Women's pursuit of medical interventions in childbirth has been a challenging issue in feminist and medical anthropological research on the medicalization of reproduction. This article addresses the gender politics surrounding maternal requests for cesarean sections in Taiwan. Since the 1990s, Taiwanese cesarean rates have been reported as among the highest in the world. That is not the case now, yet they are still perceived as such, and the current rate of 37% is indeed high by any standards. The government and public discourses attribute the high cesarean rate to women's demand for this intervention. However, my ethnographic research indicates that the Taiwanese hospital birthing system leads to the prevalence of cesareans, and that women's requests for them constitute strategic responses to the system and its existing high cesarean rates. Using women's attempt to avoid "suffering twice" as an example, I argue that maternal requests for cesareans often lie at the intersection between their restricted control over childbirth and their agency within the medical system.

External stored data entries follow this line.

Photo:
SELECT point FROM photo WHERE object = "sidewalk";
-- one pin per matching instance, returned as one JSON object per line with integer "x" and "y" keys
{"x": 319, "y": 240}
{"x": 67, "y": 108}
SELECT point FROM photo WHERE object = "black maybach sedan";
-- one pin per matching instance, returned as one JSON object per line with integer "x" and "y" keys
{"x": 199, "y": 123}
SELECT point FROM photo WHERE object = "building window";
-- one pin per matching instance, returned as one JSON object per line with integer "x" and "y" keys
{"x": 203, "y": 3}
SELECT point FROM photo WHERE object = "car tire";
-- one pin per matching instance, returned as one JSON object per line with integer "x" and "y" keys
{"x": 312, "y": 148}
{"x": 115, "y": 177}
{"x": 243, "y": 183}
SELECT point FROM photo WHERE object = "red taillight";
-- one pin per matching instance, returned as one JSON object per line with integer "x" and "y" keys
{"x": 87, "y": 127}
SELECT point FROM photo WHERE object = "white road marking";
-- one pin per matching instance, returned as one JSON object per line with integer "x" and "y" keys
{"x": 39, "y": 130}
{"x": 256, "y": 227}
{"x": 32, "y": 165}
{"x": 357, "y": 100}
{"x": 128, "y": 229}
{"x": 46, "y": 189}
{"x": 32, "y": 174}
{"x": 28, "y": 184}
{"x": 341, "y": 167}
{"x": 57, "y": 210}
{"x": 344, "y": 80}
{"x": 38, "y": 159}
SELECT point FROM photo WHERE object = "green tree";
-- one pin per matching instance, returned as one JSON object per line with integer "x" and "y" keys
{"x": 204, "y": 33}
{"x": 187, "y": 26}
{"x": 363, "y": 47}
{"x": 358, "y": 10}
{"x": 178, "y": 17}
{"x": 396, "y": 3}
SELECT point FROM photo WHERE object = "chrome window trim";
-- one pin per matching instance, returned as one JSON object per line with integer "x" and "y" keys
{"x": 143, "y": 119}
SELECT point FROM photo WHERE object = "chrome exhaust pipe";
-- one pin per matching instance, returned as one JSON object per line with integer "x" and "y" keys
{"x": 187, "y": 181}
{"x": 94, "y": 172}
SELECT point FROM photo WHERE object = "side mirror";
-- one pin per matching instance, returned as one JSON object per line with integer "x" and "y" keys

女性在分娩过程中对医疗干预的追求一直是生育医学化方面女权主义和医学人类学研究中的一个具有挑战性的问题。本文探讨了围绕着台湾产妇要求剖腹产这一问题的性别政治。自 20 世纪 90 年代以来,台湾的剖腹产率一直被报告为世界上最高的之一。但现在情况并非如此,尽管如此,人们仍认为如此,而目前 37%的剖腹产率按任何标准来说确实都很高。政府和公众话语将高剖腹产率归因于女性对这种干预的需求。然而,我的民族志研究表明,台湾的医院分娩系统导致了剖腹产的流行,而女性对剖腹产的要求则是对该系统及其现有高剖腹产率的策略性回应。本文以女性试图避免“两次受苦”为例,认为产妇要求剖腹产往往处于她们对分娩的控制受限和她们在医疗系统中的代理权之间的交叉点。